Figure 1 shows a clear, highly significant correlation (p<<0.001) between body size and total body mineral content (TBMC). It is noticeable that the trend lines for women and men are almost the same. However, as women are on average smaller than men, they had a lower total body mineral content of 2.8 ± 0.4 kg, while men had a lower total body mineral content of 3.3 ± 0.4 kg (mean value ± standard deviation). The calcium content in women and men increases by around 3 % per cm of body height.
If the index for the total body mineral content (TBMC / height ²) is calculated, identical values are found for women and men for the total body mineral mass index of 1.0 ± 0.1 kg/m²! Rather surprisingly, however, a significant (p<0.05), negative correlation was found between the total body mineral mass index and height in men and women.

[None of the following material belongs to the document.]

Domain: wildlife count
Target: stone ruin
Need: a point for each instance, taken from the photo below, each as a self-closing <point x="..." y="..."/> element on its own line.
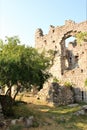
<point x="70" y="62"/>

However, if you look at the slope of the regression line, it becomes clear that the index only decreases by 3 per thousand for men and 1 per thousand for women per cm of height – i.e. it is hardly significant. The reason for this phenomenon is that an increase in height mainly affects the extremities and the area around the waist, while the shoulder and pelvic girdle as well as the head, i.e. the regions with the highest bone mass per cm length, are probably less affected.
We pointed out the important connection between muscle mass and bone density in the chapter “Sport, exercise and osteoporosis”. We found a much greater increase in bone density with increasing muscle mass in pre-menopausal women than in men. This may be due to the positive effect of oestrogen on the bones.